Grady Brewer captured a 10-round split decision victory over Steve Forbes in the title bout, after Cornelius Bundrage scored a seventh-round technical knockout over Norberto Bravo in the third-place matchup. Champion Brewer was awarded $500,000 and a new Toyota Tundra truck.


The program scored via Internet video-on-demand, too. More than 12,500 users downloaded the bouts and two other undercard fights from the Web site ESPN On Demand.



Crowning a CEO


Crown Media Holdings Inc., which owns and operates the Studio City-based Hallmark Channel, has named Henry Schleiff, as its chief executive and president.

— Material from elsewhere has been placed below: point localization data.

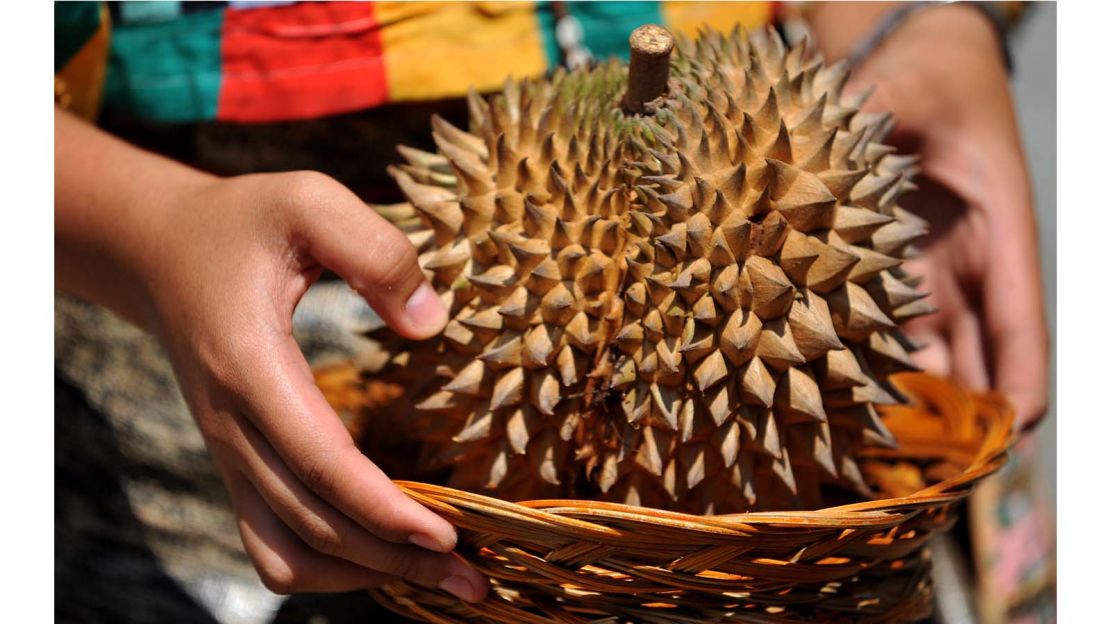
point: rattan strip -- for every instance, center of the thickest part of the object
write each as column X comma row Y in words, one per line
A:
column 589, row 562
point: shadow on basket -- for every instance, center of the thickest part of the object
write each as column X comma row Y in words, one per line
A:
column 584, row 561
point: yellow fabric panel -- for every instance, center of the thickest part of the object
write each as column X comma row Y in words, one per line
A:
column 439, row 49
column 687, row 17
column 80, row 83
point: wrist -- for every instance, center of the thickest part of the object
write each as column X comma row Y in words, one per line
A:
column 839, row 27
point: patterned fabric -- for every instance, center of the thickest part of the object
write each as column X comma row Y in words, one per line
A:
column 181, row 62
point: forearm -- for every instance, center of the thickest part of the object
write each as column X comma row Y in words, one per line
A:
column 110, row 199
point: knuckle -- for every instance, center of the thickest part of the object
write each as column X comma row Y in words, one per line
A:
column 318, row 475
column 318, row 534
column 278, row 579
column 402, row 562
column 303, row 187
column 399, row 270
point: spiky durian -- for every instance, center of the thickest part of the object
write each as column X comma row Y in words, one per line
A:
column 690, row 307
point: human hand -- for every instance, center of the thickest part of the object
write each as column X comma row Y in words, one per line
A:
column 235, row 257
column 941, row 76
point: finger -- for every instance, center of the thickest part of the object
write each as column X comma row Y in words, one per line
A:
column 373, row 257
column 935, row 354
column 284, row 563
column 325, row 530
column 1017, row 330
column 1011, row 289
column 969, row 360
column 280, row 398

Schleiff, who stepped down as CEO of Court TV in June after the network was acquired by Time Warner Inc., will face some familiar challenges. He’ll be trying to turn around an independent channel getting little financial support from its cable distributors.


Schleiff said Hallmark’s greatest strength is its brand.


“It stands for family-friendly programming; it stands for values,” he said.


To achieve the network’s goals of lowering the older-skewing median age of its viewers and taking advantage of advertisers’ growing interest in the baby boomer generation, Schleiff said he’ll add cost-effective, nonfiction lifestyle programming into Hallmark’s mix.


Schleiff praised Hallmark’s senior executive team, which has survived the network’s being for sale by its parent company, then taken off the block, and working without a CEO. “These guys have been through every possible storm you can imagine,” he said.


While Hallmark’s ratings and ad revenues are growing, its current agreements with cable operators pay only a few cents per sub per month less than other networks that generate similar audiences. Several of those agreements are about to expire, which means Hallmark Channel will have to negotiate new deals at a time when operators are taking a tougher stance against programming cost increases.


“Piece of cake,” Schleiff said. “These guys are smart at the end of the day. I’m very sanguine negotiations will come to a fair and appropriate conclusion.”


Schleiff said that selling the network to a larger programmer isn’t his target. His deal with Court TV gave him a share of the increase in the value of the channel when Liberty Media’s 50 percent interest was sold to Time Warner for $865 million.